Autotransplantation, while a valuable technique in certain clinical scenarios, is not without its risks. Studies indicate that while autotransplantation can be successful in cases like restoring the functionality of essential tissues or organs, the procedure carries significant risks and variable long-term outcomes. One study highlighted those complications, such as graft failure, infection, and the potential need for reoperation, which can occur, casting doubt on the procedure’s benign nature [7]. Additionally, long-term follow-up data show that the success of autotransplantation can diminish over time, with some patients experiencing a decline in function or the development of secondary complications, suggesting that careful consideration and patient selection are crucial when opting for this approach.

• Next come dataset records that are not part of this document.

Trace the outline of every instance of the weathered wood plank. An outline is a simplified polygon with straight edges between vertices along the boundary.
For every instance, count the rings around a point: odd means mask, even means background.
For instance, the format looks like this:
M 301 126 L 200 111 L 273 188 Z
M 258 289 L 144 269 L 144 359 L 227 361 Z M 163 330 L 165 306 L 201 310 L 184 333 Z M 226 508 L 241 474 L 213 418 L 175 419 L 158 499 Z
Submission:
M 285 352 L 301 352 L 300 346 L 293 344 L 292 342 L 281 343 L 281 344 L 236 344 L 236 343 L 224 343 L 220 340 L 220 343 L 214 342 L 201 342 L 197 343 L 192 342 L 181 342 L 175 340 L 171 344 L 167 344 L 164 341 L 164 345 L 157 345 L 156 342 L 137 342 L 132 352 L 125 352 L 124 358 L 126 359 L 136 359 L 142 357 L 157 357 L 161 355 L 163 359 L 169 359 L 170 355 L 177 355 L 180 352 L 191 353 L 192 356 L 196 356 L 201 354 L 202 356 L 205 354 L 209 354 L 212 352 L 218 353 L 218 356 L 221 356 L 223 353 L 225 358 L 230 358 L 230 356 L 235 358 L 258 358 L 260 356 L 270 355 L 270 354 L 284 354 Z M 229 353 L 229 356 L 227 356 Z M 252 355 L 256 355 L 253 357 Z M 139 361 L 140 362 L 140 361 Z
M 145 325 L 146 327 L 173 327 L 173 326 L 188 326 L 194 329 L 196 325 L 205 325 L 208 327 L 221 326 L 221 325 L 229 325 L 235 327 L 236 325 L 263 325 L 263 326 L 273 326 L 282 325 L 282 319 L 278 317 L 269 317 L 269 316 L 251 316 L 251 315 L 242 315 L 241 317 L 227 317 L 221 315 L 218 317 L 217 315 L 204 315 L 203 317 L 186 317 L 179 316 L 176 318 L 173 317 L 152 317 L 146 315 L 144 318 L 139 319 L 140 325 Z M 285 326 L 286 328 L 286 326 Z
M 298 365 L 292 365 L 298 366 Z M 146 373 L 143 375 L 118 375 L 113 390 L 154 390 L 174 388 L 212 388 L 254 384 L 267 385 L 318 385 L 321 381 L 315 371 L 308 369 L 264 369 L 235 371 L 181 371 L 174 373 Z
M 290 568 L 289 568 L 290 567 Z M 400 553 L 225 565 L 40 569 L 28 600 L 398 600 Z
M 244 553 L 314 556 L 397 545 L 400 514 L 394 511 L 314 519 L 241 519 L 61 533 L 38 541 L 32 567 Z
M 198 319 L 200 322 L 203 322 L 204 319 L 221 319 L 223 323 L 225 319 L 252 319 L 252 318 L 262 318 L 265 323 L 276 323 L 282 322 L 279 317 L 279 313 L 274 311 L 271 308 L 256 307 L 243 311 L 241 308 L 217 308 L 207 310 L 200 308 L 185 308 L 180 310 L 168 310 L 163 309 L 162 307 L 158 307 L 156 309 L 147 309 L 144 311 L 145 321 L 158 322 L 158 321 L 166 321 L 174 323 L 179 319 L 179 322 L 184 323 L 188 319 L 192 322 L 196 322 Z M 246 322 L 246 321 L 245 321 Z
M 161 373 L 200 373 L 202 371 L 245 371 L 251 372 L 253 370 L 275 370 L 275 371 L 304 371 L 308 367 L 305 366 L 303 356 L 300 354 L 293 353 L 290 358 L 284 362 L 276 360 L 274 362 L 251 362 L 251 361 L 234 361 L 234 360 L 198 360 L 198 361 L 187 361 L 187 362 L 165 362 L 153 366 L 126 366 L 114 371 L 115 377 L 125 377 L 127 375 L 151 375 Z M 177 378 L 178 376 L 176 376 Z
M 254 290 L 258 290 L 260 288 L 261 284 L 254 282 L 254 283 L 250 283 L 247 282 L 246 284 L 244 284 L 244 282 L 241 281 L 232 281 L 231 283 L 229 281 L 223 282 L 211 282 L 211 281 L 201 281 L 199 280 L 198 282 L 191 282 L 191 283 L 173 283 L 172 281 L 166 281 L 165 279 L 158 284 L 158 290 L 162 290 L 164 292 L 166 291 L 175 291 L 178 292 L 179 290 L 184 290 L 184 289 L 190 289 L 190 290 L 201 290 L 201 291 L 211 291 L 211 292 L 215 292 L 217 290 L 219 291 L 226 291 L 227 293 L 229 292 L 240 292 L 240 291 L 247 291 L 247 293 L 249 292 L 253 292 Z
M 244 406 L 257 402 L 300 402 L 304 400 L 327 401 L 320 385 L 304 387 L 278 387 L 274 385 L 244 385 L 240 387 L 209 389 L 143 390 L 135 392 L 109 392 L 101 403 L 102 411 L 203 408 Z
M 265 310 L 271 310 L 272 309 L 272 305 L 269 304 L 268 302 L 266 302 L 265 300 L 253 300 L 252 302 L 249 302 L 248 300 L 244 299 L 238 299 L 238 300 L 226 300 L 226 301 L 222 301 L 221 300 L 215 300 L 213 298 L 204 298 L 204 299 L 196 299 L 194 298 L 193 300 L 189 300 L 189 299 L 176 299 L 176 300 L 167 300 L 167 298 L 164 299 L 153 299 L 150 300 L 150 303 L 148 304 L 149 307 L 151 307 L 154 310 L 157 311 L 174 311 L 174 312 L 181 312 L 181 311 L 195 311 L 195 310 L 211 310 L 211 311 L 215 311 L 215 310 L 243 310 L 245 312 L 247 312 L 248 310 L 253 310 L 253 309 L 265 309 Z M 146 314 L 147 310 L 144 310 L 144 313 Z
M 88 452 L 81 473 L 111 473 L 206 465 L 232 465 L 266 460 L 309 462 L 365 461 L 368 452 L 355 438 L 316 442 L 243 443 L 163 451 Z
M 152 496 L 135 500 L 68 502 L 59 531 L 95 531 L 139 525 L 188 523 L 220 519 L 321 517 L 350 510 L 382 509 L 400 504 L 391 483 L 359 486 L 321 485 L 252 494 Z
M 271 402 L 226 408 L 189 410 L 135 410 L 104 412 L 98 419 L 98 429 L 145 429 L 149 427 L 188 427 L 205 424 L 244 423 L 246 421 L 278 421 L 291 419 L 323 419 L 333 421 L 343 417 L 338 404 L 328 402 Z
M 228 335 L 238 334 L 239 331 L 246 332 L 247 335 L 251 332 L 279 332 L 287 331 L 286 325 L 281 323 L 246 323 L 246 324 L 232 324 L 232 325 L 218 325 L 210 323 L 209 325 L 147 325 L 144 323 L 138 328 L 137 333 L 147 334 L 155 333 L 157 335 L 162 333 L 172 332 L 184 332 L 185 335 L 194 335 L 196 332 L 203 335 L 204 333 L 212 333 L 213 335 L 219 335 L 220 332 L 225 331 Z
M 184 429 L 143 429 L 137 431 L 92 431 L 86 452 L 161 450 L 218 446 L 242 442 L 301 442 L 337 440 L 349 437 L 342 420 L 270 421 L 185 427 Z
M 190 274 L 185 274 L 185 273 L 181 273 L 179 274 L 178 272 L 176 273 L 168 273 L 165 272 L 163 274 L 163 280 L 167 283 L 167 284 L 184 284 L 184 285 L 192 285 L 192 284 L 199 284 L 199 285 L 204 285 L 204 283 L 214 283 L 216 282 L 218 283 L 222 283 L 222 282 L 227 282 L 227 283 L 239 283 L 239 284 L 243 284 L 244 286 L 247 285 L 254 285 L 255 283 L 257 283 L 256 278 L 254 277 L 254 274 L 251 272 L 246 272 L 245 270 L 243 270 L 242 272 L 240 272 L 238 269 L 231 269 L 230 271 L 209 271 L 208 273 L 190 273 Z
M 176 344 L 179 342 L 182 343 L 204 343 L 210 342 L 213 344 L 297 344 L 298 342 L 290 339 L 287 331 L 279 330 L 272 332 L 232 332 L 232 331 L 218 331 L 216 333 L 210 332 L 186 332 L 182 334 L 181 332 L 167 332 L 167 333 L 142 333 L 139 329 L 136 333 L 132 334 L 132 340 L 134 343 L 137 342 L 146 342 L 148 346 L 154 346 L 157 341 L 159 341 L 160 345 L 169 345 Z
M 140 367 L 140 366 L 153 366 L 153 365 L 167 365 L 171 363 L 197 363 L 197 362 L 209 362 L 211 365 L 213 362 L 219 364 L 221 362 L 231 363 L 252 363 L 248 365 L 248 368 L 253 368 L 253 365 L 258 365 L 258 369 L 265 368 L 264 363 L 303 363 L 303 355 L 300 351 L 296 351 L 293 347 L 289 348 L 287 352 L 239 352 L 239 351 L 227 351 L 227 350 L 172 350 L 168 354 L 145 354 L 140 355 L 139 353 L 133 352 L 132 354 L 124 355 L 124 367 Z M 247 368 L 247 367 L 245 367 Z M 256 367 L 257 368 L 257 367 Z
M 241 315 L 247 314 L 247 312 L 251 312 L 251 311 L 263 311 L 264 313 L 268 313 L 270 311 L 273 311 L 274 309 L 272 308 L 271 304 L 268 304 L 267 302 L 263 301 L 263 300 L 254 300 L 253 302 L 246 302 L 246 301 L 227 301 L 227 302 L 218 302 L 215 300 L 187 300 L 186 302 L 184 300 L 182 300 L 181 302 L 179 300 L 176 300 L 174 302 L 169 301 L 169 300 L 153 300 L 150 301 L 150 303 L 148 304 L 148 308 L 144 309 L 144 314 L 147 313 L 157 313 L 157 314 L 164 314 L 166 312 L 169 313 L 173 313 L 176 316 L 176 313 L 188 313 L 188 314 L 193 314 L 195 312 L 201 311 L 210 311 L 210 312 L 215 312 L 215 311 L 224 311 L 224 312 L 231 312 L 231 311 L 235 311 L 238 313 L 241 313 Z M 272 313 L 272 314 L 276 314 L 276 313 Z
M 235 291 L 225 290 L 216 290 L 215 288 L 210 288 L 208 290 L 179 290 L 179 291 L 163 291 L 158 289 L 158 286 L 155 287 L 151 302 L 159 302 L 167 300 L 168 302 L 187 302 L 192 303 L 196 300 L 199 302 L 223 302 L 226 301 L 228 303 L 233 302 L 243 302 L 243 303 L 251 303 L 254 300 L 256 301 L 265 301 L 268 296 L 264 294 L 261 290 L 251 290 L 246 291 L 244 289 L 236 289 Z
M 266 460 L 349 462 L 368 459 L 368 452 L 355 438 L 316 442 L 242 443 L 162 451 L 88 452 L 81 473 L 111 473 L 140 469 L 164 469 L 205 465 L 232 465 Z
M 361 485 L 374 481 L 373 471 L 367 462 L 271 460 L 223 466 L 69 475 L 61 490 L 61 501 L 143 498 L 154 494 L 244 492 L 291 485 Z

This case emphasizes the importance of donor and recipient evaluation, surgical technique, and postoperative care with this unique presentation. It is important to encourage donation from those with atypical presentations such as this in order to increase the number of available donor organs [5]. Living kidney donation offers advantages such as shorter wait times and potentially better outcomes for the recipient, while donors can lead healthy lives with one kidney [8]. Living kidney donor transplantation is a viable and successful treatment option for patients with ESRD. This case report highlights the positive outcomes for both the living donor and the recipient, showcasing the importance of careful evaluation and surgical precision in achieving favorable results.
Consent
All the patients allowed personal data processing, and informed consent was obtained from all individual participants included in the study.
Conflicts of Interest
The authors declare no conflicts of interest.
Funding
This research received no specific grant from any funding agency in the public, commercial, or not-for-profit sectors.
Open Research
Data Availability Statement
Data sharing is not applicable to this article as no datasets were generated or analysed during the current study. All relevant information is included within the manuscript.